Le Laos a sans doute une situation un peu différente en raison d'un décalage historique qui a fait que le
français y est resté le médium d'enseignement dans le cycle secondaire jusqu'en 1974-75 alors qu'au Nord-Viêt-
Nam, la "viêtnamisation " avait été opérée dès 195 0. On doit constater d'ailleurs que lors du Sommet de Québec
(1987), des manifestants vietnamiens ont dénoncé «ce qu'ils appellent l'hypocrisie du régime d'Hanoi qui, selon
eux, fait tout son possible pour interdire le français sur son territoire», Libération, 4-9-87, p. 19.
Les cas du Liban et de l'Égypte sont encore différents. Au Liban, la langue française, historiquement, a
précédé le mandat politique de la France (1920-1943) et a été diffusée dès la deuxième moitié du XIXe Siècle par les
établissements scolaires - ce qui en a fait la langue européenne de l'élite du pays. En 1943, au moment de
l'indépendance, en dépit des tentatives pour instaurer officiellement un bilinguisme arabe-français, seul l'arabe fut
reconnu comme langue officielle, le français devant faire l'objet de dispositions législatives spéciales qui ne
furent, en fait, jamais prises. Le Liban qui, il y a une dizaine d'années encore se serait incontestablement situé un
peu comme l'Ile Maurice, évolue, semble-t-il, vers une situation différente. Le cas de l'Égypte est tout autre et le
rapprochement avec le monde francophone relève d'une stratégie quasi-purement politique, même si quelques
traces de "francophonie" subsistent dans la société égyptienne. Le maître d'œuvre de cette politique dont le
thème est " le français langue du non-alignement ", est M. Boutros-Ghali, dont le rôle paraît avoir été à cet égard
déterminant et qui est aujourd’hui, juste retour des choses, Secrétaire Général de la Francophonie.
Restent des cas plus étonnants car, à la différence des précédents, on ne peut établir de lien, de quelque
nature qu'il soit, avec l'ensemble francophone.

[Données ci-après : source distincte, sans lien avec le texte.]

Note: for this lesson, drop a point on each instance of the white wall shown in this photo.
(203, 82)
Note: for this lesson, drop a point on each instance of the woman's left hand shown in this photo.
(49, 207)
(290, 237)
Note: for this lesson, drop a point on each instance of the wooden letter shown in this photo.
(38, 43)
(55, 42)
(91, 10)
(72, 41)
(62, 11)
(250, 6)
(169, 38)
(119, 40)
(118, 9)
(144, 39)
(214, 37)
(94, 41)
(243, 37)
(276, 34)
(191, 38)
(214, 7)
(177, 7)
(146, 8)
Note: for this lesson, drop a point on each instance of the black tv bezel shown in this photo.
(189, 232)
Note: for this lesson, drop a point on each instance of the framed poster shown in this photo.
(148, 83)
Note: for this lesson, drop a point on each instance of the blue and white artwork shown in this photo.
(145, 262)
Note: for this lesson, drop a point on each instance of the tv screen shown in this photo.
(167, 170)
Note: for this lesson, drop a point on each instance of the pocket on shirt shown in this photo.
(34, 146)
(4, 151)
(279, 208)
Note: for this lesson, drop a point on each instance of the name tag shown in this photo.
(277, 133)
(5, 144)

Ce sont d’États qui sont depuis un certain temps déjà dans les
instances francophones, par exemple, ceux de la Guinée-Bissau ou du Cap-Vert, territoires créolophones (on y
parle des créoles à base portugaise) dont la langue officielle est le portugais et qui n'ont jamais été sous la
domination coloniale française.
Certes, depuis la mise au point et la première expérimentation de cette grille d’analyse, en 1989-1990, les
choses ont évolué encore et pour la plupart des États de la francophonie d’appel, l’usage de cet outil pour
analyser la situation du français n’a guère de sens puisque la langue française n’y a, dans la plupart des cas, ni
status ni corpus appréciables ; pour analyser la situation du français dans des cas de ce type, il faudra sans doute
constituer une sous-grille, en quelque sorte en forme de loupe, qui examinera la partie basse de la gauche du
graphique puisque dans ces États status et corpus du français ont des valeurs proches de zéro.
LES DÉFINITIONS DU STATUS ET DU CORPUS : LES PRINCIPES DE DÉPART.
Il convient maintenant d'identifier les composantes principales du status et du corpus, en gardant bien
sûr à l'esprit que " status " et " corpus " ne sont pas des entités absolument étrangères l'une à l'autre et que
l'évolution au sein de l'une des deux catégories a d'inévitables conséquences au sein de l'autre.